Fed's Bullard becomes first on central bank to suggest delaying December rate hike

The Univ of Mich said its consumer-sentiment index in Dec was unchanged at 97.5, keeping most of the gains upbeat consumers have registered over the last 2 years.  The expectation was for a 97.3 reading.  Consumers were a little more optimistic on current conditions but a bit more pessimistic about the future.  In the early Dec survey, consumers did mention hearing much more negative news about future job prospects.  But mostly, the data reflect a strong jobs market, shown in the separate report released today in which unemployment matched its lowest level since 1969.  The Univ of Mich said the last time the sentiment index was consistently above 90 was 1997-2000, when it recorded a 4-year average of 105.3.  Including the Dec report, the sentiment index has averaged 97.5 over the last 2 years.

Consumer sentiment index holds near highs in December


Oil prices surged higher after OPEC, Russia & several other producers reached an agreement to cut output next year in order to boost the market.  The new agreement comes at a time when the oil market is near the bottom of its worst price plunge since the 2008 financial crisis.  Oil prices have dropped more than 30% from their highs in early Oct, hammered by concerns about oversupply, weakness in global markets & technical trading that exacerbated the slide.  OPEC & allies agreed to reduce output by 1.2M bpd during H1-2019.  The production cut is roughly in line with expectations heading into the meeting.  Traders were expected the alliance to remove 1-1.4M bpd from the market.  Brent crude, the intl benchmark for oil prices, rose $1.81 (3%) to $61.87 a barrel after rising earlier more than 5%  to $63.73.  West Texas Imtermediate crude futures ended the session up $1.12 (2.2%) at $52.61 per barrel, off a session high of $54.22. The US is pumping at all time highs near 11.7M bpd, according to preliminary government figures.  Last week, the country exported more oil & refined fuels than it imported for the first time in decades.  Meanwhile, Russian production hit a post-Soviet era high at 11.4M bpd this fall & Saudi oil production rose to a record 11.1M bpd in Nov.  The supply surge from the world's top 3 oil producers is as forecasters warn oil demand growth will be softer than anticipated next year.  OPEC members agreed to cut production by 800K bpd, while non-OPEC producers aim to shave 400K bpd off the market.  Top exporter Saudis Arabia will deliver the lion's share of the OPEC cuts.  Saudi Energy Minister Khalid al Falih said he expects the kingdom's output to fall to 10.7M bpd in Dec & 10.2M  bpd in Jan.  Russia's pledge pencils out to a 228-230K bpd cut, Russian Energy Minister Alexander Novak said.  However, Novak warned that Russia would reduce supply gradually due to climate conditions that affect its oil fields in the winter.

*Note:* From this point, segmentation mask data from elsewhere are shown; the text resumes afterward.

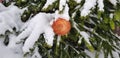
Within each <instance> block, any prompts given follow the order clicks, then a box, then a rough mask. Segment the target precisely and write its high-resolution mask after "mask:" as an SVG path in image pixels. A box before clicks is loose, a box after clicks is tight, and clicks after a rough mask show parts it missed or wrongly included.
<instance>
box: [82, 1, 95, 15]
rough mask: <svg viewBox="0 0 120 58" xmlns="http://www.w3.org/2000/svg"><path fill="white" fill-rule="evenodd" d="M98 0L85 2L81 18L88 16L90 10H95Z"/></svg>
mask: <svg viewBox="0 0 120 58" xmlns="http://www.w3.org/2000/svg"><path fill="white" fill-rule="evenodd" d="M95 5H96V0H85V3H84V5H83V7H82V10H81V16H87V15H88V14H89V13H90V9H92V8H94V6H95Z"/></svg>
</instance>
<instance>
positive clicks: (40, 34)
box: [15, 13, 54, 53]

Oil prices rise as OPEC reaches deal to cut output

Wild & dreary days for stocks have become common in recent weeks.  Not a good sign going forward for what has been an extraordinary bull market in the last 2 years.  The Dow is back to where it was almost 1 year ago.  But that was on its way up!!  Extra confusion about US-Chinese relations is the last thing stocks need now.  However that is the case & investors will have to ride out this crazy period for stocks.  After all the swings were finished, the Dow dropped 1150 this week.  Worse, wild swings are not over.